Plaintiff’s Complaint is a shotgun pleading. First, it does not contain consistently numbered paragraphs with “each limited as far as practicable to a single set of circumstances.” Fed. R. Civ. P. 10(b). Second, the entire Complaint is vague and conclusory. Plaintiff alleges that she was retaliated against “after filing a complaint in violation of Title VII of the Civil Rights Act.” [DE 1] at 4. But this allegation and the others in the Complaint make it unclear whether Plaintiff is alleging that she experienced retaliation (1) because she filed a complaint in a court of law premised on Title VII, (2) because she complained about privacy issues and issues related to the disclosure of other personal information, or (3) because of something else (as she was terminated over two years after receiving the correspondence stating that another employee unlawfully went through her
5 personal information). Third, to the extent Plaintiff is trying to assert multiple causes of action, she has not separated these causes of action into any counts, much less separate ones. Specifically, Plaintiff makes passing refences not only to “retaliation” but also to “disparate treatment.” Id. at 4. If Plaintiff is seeking to assert separate claims for disparate treatment and retaliation, she must
separate them into distinct counts. Together, these deficiencies would leave Defendant unable to frame a responsive pleading. Relatedly, to the extent that Plaintiff is bringing claims for both retaliation and disparate treatment under Title VII, the Complaint fails to state a claim. One initial problem for any Title VII claim is that Plaintiff failed to allege she exhausted her administrative remedies by filing a timely charge with the U.S. Equal Employment Opportunity Commission (“EEOC”) and/or the Florida Commission on Human Relations (“FCHR”). See H&R Block E. Enters., Inc. v. Morris, 606 F.3d 1285, 1295 (11th Cir. 2010) (citation omitted). The filing of a charge is a condition precedent to suit that Plaintiff must allege. See Fed. R. Civ. P. 9(c) (“In pleading conditions precedent, it suffices to allege generally that all conditions precedent have occurred or been
performed.”). Furthermore, to state a claim for retaliation under Title VII, Plaintiff must plausibly allege: “(1) that she engaged in an activity protected under Title VII; (2) she suffered a materially adverse action; and (3) there was a causal connection between the protected activity and the adverse action.” Kidd v. Mando Am. Corp., 731 F.3d 1196, 1211 (11th Cir. 2013) (citation omitted). The vague and conclusory nature of Plaintiff’s Complaint makes it unclear whether Plaintiff engaged in an activity that would be protected under Title VII. It also prevents the Court from assessing whether Plaintiff plausibly alleged that any protected activity was the cause of her termination or any other materially adverse action.
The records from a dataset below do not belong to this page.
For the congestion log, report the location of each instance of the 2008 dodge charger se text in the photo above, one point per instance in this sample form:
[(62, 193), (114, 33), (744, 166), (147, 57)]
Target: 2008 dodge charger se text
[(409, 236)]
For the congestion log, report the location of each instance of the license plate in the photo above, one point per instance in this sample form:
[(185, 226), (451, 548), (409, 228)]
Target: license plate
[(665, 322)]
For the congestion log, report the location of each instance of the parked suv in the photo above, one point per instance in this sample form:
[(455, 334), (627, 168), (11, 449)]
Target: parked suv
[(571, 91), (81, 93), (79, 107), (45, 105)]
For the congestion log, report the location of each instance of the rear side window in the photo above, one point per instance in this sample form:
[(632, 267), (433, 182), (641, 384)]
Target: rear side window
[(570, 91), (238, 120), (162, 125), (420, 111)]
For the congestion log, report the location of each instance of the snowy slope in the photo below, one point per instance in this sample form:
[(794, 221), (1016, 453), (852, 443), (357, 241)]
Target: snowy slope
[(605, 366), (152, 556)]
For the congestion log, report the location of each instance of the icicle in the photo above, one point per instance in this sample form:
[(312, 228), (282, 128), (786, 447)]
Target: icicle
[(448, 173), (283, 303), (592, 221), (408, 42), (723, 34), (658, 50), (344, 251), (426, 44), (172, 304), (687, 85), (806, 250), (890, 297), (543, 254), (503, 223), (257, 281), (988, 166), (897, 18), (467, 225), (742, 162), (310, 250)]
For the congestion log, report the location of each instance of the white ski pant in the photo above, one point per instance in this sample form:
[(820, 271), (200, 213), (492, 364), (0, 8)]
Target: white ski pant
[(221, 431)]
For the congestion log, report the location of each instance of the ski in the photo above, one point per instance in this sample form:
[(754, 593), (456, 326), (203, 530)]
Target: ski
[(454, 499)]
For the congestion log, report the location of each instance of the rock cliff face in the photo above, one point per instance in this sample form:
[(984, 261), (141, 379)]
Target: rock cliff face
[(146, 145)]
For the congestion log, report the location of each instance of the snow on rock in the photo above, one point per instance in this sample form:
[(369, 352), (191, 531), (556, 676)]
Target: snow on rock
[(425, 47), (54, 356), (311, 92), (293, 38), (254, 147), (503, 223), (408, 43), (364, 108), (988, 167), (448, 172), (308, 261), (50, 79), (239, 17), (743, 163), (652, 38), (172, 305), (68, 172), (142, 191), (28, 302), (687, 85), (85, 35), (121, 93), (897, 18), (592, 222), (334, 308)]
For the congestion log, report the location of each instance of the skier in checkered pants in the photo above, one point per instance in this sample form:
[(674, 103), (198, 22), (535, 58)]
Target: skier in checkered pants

6 In addition, “[a] Title VII ‘disparate treatment’ claim requires evidence of ‘intentional discrimination.’” McGriff v. Se. Grocers, Inc., No. 22-CV-691, 2023 WL 12172035, at *3 (M.D. Fla. Oct. 20, 2023) (quoting Armstrong v. Flowers Hosp., Inc., 33 F.3d 1308, 1313 (11th Cir. 1994)). So a plaintiff bringing a disparate treatment claim must plead facts that “plausibly suggest
that the plaintiff suffered an adverse employment action due to intentional . . . discrimination.” Surtain v. Hamlin Terrace Found., 789 F.3d 1239, 1246 (11th Cir. 2015) (addressing race discrimination under Title VII). “However, Title VII only protects against discrimination based on race, color, religion, sex, or national origin.” Acosta v. Mayorkas, No. 22-61533-CIV, 2024 WL 1741083, at *1 (S.D. Fla. Apr. 23, 2024) (citing 42 U.S.C. § 2000e-2(a)(1)). Yet Plaintiff makes no effort to detail what protected class she is part of and how Defendant discriminated against her because of her membership in that class. In sum, Plaintiff must, at the very minimum, do the following things in any amended complaint: (1) separate allegations into numbered paragraphs; (2) separate claims into different counts; and (3) provide supporting factual allegations to support legal conclusions such that the
factual content raises a plausible inference that Defendant is liable. These highlighted issues are only intended to provide some guidance to Plaintiff; they are not necessarily an exhaustive list of all the deficiencies with Plaintiff’s Complaint. Because of the Complaint’s deficiencies, the Court will require Plaintiff to file an amended complaint. Plaintiff must rectify any deficiencies with her Complaint, including those outlined above. CONCLUSION For the foregoing reasons, it is ORDERED and ADJUDGED that: 1. Plaintiff’s IFP Motion [DE 3] is GRANTED. Plaintiff may proceed in forma pauperis.
7 2. No later than May 28, 2026, Plaintiff shall file an amended complaint in accordance with this Order (1.e., an amended complaint that rectifies the deficiencies with Plaintiff's current complaint). Failure to do so may result in dismissal of this action without further notice. DONE AND ORDERED in Fort Lauderdale, Florida, this 7th day of May 2026.